The TUK hermeneutic was said to be a "third way", between the traditional approach ("foundationalism") and rejecting the Bible altogether ("relativism"). Rev. C. Bouwman, who attended the conference, remarked:
This speech about the ‘third way’ helped clarify for me why the Kampen professors could say what they did about Genesis 1 and 1 Timothy 2. They were seeking to listen to Scripture as well as to what our culture and science, etc, were saying, and then under the guidance of the Holy Spirit sought to come to the will of the Lord for today’s questions. To insist that Genesis 1 is God’s description about how we got here (creation by divine fiat) leads to conclusions that fly in the face of today’s science and/or evolutionary thinking – and so we must be asking the wrong questions about Genesis 1; it’s not about how we got here….

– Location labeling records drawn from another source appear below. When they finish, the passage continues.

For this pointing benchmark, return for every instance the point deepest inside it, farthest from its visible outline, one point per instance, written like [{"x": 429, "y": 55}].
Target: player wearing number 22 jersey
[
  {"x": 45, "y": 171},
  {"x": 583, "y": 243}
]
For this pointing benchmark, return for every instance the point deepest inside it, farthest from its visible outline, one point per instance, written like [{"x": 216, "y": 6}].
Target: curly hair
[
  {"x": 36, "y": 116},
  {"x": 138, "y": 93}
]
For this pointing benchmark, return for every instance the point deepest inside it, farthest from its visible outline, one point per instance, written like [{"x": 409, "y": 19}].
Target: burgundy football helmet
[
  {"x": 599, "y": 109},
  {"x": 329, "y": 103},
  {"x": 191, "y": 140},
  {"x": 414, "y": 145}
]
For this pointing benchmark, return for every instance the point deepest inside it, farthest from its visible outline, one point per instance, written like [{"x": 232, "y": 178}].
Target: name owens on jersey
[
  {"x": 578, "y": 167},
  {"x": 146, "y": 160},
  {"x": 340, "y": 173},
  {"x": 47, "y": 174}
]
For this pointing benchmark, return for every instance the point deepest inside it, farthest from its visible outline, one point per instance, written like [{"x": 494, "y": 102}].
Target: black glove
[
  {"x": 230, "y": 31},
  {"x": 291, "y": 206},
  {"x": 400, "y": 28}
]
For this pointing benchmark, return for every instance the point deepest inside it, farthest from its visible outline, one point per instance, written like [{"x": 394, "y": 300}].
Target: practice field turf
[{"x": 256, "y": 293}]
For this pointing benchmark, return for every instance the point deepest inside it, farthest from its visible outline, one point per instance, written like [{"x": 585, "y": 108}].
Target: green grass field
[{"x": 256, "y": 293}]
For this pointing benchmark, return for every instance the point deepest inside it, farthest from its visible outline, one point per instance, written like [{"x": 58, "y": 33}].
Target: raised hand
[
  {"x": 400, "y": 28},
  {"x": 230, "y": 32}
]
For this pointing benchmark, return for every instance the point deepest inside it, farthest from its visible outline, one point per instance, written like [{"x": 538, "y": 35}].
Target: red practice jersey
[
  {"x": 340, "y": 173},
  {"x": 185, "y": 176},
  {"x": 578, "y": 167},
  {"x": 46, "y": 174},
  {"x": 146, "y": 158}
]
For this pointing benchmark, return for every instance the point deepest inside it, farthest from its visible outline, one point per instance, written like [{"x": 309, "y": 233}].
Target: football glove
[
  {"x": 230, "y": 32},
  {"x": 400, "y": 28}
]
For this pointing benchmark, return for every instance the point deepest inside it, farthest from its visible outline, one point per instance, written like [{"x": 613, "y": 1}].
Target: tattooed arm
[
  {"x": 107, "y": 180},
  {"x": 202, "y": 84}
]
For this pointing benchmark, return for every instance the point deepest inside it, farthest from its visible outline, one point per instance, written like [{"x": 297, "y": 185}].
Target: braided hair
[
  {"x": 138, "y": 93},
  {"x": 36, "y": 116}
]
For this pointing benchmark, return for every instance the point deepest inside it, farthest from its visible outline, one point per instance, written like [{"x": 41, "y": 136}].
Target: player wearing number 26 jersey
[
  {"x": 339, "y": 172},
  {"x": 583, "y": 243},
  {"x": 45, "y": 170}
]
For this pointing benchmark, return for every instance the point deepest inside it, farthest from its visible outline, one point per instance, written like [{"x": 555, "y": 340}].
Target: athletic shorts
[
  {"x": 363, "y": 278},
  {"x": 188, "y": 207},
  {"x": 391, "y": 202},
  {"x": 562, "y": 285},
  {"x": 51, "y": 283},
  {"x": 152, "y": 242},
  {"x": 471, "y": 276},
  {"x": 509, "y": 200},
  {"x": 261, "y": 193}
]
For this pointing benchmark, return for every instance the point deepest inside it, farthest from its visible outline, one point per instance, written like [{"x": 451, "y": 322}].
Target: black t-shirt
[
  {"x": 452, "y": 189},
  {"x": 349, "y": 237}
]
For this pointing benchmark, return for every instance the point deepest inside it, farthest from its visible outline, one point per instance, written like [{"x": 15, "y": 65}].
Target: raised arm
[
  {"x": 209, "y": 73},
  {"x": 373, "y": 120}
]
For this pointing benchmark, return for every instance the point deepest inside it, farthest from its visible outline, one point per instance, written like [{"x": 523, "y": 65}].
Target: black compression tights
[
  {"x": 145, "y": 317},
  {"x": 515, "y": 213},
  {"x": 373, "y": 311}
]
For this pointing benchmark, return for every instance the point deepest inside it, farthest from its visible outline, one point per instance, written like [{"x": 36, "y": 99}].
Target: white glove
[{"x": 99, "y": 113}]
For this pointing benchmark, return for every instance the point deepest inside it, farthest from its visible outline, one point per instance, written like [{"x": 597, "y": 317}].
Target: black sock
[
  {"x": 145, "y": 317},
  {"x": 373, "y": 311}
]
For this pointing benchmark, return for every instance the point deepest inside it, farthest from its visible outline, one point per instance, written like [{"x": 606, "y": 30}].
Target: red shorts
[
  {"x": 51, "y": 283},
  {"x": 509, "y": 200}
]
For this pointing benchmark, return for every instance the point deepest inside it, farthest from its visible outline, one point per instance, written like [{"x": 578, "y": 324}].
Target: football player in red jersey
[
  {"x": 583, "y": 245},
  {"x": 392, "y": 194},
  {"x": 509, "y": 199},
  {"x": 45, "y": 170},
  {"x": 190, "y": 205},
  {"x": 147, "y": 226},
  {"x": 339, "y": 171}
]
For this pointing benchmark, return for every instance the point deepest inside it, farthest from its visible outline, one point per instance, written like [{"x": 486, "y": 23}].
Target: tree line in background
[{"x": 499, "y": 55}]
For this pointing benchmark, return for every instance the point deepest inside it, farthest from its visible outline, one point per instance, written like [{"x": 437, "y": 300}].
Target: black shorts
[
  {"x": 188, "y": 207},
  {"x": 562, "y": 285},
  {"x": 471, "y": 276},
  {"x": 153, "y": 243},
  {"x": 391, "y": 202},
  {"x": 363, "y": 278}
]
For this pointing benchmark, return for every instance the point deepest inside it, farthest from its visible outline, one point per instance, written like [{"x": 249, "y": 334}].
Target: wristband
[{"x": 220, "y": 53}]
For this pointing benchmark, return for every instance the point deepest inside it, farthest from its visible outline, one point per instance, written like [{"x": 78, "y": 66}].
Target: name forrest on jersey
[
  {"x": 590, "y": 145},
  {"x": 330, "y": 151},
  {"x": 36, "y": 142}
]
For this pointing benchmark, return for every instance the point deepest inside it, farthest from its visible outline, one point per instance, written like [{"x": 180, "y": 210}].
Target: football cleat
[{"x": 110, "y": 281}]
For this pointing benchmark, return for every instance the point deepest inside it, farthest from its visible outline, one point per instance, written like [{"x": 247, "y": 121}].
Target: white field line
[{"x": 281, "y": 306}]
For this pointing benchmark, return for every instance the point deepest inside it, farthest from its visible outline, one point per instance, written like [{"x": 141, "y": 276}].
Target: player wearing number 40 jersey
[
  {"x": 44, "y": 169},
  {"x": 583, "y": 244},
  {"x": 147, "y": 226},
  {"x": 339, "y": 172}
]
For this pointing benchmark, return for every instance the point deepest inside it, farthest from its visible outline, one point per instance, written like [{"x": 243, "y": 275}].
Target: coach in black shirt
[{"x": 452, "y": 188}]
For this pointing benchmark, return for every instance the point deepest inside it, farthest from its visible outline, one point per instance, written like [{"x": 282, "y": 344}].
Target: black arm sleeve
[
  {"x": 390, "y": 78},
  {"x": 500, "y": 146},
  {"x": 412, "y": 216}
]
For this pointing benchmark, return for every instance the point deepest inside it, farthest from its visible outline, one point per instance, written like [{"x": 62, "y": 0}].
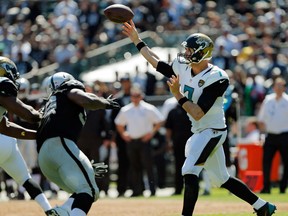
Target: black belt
[
  {"x": 272, "y": 134},
  {"x": 219, "y": 129}
]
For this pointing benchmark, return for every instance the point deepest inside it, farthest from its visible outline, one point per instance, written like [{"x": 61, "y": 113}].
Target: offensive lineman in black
[{"x": 60, "y": 160}]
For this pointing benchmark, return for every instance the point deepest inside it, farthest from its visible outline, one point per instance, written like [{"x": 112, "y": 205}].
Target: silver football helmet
[
  {"x": 58, "y": 79},
  {"x": 201, "y": 47},
  {"x": 8, "y": 69}
]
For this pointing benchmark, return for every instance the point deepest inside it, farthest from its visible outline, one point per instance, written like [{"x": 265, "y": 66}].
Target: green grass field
[{"x": 221, "y": 200}]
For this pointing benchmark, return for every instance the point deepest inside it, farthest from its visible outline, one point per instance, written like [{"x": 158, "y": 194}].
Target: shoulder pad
[
  {"x": 72, "y": 84},
  {"x": 7, "y": 87},
  {"x": 215, "y": 75}
]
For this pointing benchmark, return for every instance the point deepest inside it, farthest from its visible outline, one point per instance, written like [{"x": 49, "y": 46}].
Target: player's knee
[
  {"x": 218, "y": 180},
  {"x": 190, "y": 180}
]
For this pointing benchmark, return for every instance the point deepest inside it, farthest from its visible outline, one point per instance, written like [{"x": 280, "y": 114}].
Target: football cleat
[
  {"x": 57, "y": 211},
  {"x": 100, "y": 169},
  {"x": 267, "y": 210}
]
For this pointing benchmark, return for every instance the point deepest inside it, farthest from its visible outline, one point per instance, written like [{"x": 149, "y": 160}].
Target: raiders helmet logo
[{"x": 201, "y": 83}]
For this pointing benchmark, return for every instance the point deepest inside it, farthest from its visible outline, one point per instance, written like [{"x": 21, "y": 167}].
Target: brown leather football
[{"x": 118, "y": 13}]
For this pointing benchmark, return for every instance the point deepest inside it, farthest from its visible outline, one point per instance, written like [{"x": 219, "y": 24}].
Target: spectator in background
[
  {"x": 94, "y": 139},
  {"x": 273, "y": 118},
  {"x": 80, "y": 63},
  {"x": 123, "y": 98},
  {"x": 137, "y": 123},
  {"x": 63, "y": 54},
  {"x": 276, "y": 64},
  {"x": 67, "y": 6},
  {"x": 139, "y": 78},
  {"x": 227, "y": 42},
  {"x": 150, "y": 82},
  {"x": 252, "y": 132},
  {"x": 6, "y": 39}
]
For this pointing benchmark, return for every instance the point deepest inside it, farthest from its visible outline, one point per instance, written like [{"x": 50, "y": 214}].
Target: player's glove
[
  {"x": 100, "y": 169},
  {"x": 111, "y": 103}
]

This sounds very much like Rev. Vonk. However, TUK professors have now extended the third way to encompass also various events recorded in the Bible books of Exodus and Joshua. That, of course, is the problem: once we reduce some parts of the Bible to stories for the unenlightened, where do we stop?
Instead of adapting science in light of the traditional reading of Genesis (the first way), or re-interpreting Genesis in light of mainstream science (the second way), the "third way" seeks to avoid conflict by denying that Genesis is intended to provide any information relevant to science or history. Such an unwarranted reduction in the scope of Biblical authority is really just another variation of the anti-biblical second way. The third way, in accommodating modern science and culture, is a gross distortion of common grace that ignores the great anti-thesis between the Bible and worldly knowledge, falsely so-called (1 Tim.6:20).
The genuine Reformed way, following the Reformed confessions, is to accept everything revealed in the Bible as undoubtedly true, as historical events that really happened as described. This means defending the first way, even though that might be derided by some as "fundamentalism" or "foundationalism".
Objecting to the "third way" hermeneutic by various TUK professors, the Canadian Reformed Synod 2013 admonished the GKV "to be resolute in refuting opinion and scholarship which does not honour the infallibility, clarity, and sufficiency of the Holy Scriptures (Article 7, Belgic Confession)." (Acts 2013, p.214)
This is sound advice. However, the Canadian Reformed Church would do well to put its own house in order, by refuting similar trends within our midst. The proposed addition to the Belgic Confession is one possible step in that direction.